With spring in the air, can graduation be far behind? If you’re a graduating senior this year, first of all congratulations, and second of all do you need any help with your future plans? If so—be it college or work— Jeanne Walsh, the reference librarian is available to help you explore the resources that we have at the library, both print and online. If you are a junior, you may be thinking about college applications. The library can help you with every aspect of applications including essay writing, SAT preparation, college choices, and financial aid.

Here's a tip for preparing for the SAT. You can get a free SAT quizbank from Kaplan here.

Reading comfortably

Where do you do your reading? I do mine with at least one cat, and even four if I’m lucky. Find a comfy place to read. Have you been in the Teen Room lately? We have comfy chairs to sit on. Warning: It’s hard to get up because they are so comfy!

Also, don't forget today at 5 pm we have a TAB meeting today. On Thursday the Knitting Circle will meet in the Teen Room, too.


Sunday, March 12, 2006

The March Reading Challenge begins

March 13th is the first day of the annual Windham County Reads March Reading Challenge. Do you have your contract ready? You should have gotten one at school. Ask an English teacher or a librarian for a copy if you don’t have one. Or check out the Teen Room at Brooks. We have copies in a box on the low table. You can also pick up a bookmark there. You’ll need one.

How much reading do you have to do to qualify for some really great prizes? It’s up to you. Think about how much you usually read, how much you can read, and set a realistic goal for yourself. Then start the week with something you really enjoy!

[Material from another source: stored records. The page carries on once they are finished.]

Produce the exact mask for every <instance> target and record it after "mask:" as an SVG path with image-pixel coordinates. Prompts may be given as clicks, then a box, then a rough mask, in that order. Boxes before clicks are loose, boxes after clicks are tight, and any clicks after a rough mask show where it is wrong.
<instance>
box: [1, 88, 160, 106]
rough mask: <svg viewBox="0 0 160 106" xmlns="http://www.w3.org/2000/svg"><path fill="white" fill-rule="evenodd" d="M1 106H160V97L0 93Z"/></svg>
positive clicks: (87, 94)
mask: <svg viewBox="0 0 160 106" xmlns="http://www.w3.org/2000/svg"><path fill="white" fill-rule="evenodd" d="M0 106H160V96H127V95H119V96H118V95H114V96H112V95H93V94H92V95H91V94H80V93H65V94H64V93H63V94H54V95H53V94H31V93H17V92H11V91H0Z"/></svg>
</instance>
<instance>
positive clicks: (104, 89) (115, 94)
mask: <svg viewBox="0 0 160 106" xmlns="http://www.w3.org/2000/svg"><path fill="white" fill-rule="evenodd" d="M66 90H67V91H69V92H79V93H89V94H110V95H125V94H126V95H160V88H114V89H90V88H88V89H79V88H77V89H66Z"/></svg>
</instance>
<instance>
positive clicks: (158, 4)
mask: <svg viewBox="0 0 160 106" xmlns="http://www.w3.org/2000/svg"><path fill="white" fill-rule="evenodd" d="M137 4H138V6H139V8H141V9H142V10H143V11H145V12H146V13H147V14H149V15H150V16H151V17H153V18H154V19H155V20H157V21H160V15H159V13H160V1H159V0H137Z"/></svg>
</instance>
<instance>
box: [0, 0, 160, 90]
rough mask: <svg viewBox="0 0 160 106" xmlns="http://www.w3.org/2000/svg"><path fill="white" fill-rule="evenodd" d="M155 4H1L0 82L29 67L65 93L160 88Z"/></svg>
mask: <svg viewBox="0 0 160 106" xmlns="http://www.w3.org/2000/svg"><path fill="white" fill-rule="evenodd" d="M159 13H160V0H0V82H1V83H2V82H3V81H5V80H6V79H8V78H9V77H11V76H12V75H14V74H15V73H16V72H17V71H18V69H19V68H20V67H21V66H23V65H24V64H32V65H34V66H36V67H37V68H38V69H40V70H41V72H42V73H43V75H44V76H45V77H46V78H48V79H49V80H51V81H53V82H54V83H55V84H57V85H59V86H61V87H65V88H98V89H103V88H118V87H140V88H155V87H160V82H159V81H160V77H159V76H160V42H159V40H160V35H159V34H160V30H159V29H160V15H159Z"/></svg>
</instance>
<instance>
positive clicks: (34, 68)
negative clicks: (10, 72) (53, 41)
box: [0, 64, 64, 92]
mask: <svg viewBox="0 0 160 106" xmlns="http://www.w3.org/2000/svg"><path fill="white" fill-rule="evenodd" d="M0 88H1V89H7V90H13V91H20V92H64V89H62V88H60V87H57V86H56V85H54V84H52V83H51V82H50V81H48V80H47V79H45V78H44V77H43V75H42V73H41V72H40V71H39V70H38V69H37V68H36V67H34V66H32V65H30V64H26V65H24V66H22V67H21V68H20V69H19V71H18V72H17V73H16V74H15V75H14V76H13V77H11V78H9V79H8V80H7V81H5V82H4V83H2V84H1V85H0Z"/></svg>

You may be thinking to yourself that you read anyway and why should you bother with this. Sure some of the prizes sound good, but do you even have a chance at winning? You never know… so why not? But more importantly for teens and adults is the idea of commitment and follow-through. Is it harder to do the reading or is it harder to remember to record your minutes each day? If you think recording the minutes is the harder thing to do, then the Reading Challenge can also be a good opportunity to develop some self-discipline and the ability to follow through consistently. So do your reading and record those minutes—not just for the reading and the prizes, but also just to challenge yourself to meet a goal. Stay tuned for daily messages here on the blog!

Friday, March 10, 2006

What are other libraries doing for teens?

If you're interested in how other libraries are using new technologies for service to teens take a look at this. It should keep you busy for awhile! If you scroll down you will see a list of library blogs for teens. (Yes, we're on it!)


Tuesday, March 07, 2006

New Non-fiction books!

Do you like reading non-fiction? Are you writing a report? If you need some new and interesting books about American History we have some great new books. Right now they are on the display table near the YA Room, but they will eventually be found shelved with non-fiction. You'll need the call number to find them. (I've linked them here, but if the links don't work, just do a title search in the catalog.)
1.America through the lens: photographers who changed the nation/ Martin W. Sandler. 770.92 SAN
2. The fight for peace: a history of antiwar movements in America/ by Ted Gottfried. 303.6 GOT
3. Let me play: the story of Title IX: the law that changed the future of girls in America/ Karen Blumental 796 BLU
4. Looking like the enemy: my story of imprisonment in Japanese-American internment camps/ Mary Matsuda Gruenewald. 940.53 GRU
5. The real revolution: the global story of American independence/ by Marc Aronson. 973.3 ARO

March Activities

March snuck up on us after a busy February. It's almost spring!
Here is what is in store for March.
Teen Advisory Meeting on March 14th. (Time to be announced later.)
Cookie Thursday on March 16th and 30th this month.
Intergenerational Knitting Circle on March 16th. (That's where the cookies will be so plan to snack and knit.)

At the TAB Meeting we'll take a moment to reflect on our February events and do some planning for the rest of the school year.